On Jan. 23, Missouri and New Hampshire legislatures held hearings on bills that would allow the auxiliary power unit weight exemption permitted on trucks to be increased.
Additionally, New Hampshire lawmakers will meet in executive session Jan. 30 to discuss HB196, which would allow the weight exemption to be hiked to 800 pounds. The state safety department requested the bill, which currently has six sponsors.
Missouri’s legislature had a Jan. 23 hearing on SB 43, which would allow truckers an APU weight exemption increase from 400 to 550 pounds.
The 2012 federal surface transportation reauthorization law allows states to approve a hike in the weight exempted for the units be upped to 550 pounds after Oct. 1 without impacting state highway funding eligibility. The 2005 highway bill had provided states authority to enact a 400-pound exemption for idling reduction technology on trucks.
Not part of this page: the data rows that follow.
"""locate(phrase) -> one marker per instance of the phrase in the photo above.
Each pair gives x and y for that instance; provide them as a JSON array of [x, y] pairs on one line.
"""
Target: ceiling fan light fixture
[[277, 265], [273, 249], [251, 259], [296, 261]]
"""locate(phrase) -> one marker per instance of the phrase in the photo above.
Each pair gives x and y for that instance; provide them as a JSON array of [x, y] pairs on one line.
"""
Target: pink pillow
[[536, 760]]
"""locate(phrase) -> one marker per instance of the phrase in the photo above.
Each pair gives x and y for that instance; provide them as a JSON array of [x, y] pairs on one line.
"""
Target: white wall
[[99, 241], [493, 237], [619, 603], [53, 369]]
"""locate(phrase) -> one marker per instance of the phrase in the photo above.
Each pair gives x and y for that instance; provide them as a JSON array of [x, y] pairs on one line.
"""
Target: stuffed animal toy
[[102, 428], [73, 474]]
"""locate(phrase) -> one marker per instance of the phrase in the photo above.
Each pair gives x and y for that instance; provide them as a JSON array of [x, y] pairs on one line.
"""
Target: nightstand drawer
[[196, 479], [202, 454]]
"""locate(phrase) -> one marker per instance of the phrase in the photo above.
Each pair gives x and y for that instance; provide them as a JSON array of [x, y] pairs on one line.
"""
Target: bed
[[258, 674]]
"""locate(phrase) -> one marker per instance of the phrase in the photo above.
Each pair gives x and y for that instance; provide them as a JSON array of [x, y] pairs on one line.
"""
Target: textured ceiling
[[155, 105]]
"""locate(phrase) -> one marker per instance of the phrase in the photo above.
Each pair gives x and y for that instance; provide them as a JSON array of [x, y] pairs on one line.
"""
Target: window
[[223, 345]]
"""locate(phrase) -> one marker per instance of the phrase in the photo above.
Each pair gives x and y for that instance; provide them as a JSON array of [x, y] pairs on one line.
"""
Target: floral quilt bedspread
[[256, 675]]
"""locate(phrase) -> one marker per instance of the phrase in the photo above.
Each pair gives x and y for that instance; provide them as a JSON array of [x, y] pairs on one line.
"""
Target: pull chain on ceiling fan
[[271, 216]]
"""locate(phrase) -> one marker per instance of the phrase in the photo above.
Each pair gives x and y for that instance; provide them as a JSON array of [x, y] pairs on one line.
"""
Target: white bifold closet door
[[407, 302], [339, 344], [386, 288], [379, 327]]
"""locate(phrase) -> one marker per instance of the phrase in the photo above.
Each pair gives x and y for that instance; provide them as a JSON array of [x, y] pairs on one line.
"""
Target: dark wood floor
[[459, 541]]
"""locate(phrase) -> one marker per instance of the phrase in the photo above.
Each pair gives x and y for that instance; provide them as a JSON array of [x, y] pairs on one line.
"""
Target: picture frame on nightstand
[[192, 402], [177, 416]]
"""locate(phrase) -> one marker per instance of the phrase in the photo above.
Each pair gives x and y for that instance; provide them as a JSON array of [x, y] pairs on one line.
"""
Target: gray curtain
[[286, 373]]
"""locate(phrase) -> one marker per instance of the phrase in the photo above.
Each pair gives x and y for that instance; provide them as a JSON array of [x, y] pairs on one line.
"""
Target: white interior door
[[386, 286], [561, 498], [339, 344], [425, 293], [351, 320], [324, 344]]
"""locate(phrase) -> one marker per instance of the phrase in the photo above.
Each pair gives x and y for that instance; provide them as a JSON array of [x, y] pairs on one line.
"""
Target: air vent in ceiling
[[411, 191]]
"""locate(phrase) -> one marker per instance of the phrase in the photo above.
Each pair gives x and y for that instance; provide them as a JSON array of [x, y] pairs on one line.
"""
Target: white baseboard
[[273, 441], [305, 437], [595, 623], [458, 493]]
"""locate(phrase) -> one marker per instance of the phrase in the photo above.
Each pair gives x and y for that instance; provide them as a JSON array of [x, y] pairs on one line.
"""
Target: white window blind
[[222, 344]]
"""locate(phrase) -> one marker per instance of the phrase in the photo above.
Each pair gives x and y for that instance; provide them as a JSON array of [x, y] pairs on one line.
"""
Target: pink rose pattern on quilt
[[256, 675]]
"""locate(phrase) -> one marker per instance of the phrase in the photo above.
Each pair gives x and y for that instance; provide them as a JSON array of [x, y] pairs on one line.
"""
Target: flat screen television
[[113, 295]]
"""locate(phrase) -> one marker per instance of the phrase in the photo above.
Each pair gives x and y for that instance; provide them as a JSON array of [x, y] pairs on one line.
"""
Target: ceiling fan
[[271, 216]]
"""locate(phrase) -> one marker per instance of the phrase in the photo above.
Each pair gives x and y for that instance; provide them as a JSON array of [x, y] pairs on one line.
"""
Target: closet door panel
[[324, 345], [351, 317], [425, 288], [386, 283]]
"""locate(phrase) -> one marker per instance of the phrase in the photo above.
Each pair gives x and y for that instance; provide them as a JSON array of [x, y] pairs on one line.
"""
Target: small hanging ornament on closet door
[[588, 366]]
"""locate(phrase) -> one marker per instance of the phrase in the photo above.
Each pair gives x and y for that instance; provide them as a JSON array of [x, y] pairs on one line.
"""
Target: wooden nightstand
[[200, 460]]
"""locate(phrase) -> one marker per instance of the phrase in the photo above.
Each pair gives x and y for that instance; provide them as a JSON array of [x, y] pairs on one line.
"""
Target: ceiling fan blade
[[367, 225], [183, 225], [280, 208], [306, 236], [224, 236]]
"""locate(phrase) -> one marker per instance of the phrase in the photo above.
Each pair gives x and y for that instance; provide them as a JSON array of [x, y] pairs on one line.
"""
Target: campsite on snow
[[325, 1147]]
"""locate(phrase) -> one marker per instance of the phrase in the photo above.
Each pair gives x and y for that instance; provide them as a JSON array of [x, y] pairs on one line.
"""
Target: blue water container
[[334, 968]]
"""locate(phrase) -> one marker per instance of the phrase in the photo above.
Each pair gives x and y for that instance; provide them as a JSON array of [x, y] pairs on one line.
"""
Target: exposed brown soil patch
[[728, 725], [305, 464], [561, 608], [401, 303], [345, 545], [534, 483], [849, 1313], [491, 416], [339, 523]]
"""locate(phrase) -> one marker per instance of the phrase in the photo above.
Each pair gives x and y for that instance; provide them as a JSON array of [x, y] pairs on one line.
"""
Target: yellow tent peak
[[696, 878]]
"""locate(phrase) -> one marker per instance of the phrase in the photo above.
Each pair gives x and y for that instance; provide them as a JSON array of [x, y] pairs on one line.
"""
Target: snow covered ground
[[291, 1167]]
Further information on the New Hampshire bill was not immediately available.
Twenty-nine states have laws allowing the 400 pound exemption, while 15 states do so by enforcement policy rather than state law, according to a recent issue of the federal National Idling Reduction Network News.
Other states considering weight exemption measures are California, Hawaii, Kentucky, North Carolina, Rhode Island, Tennessee and the District of Columbia.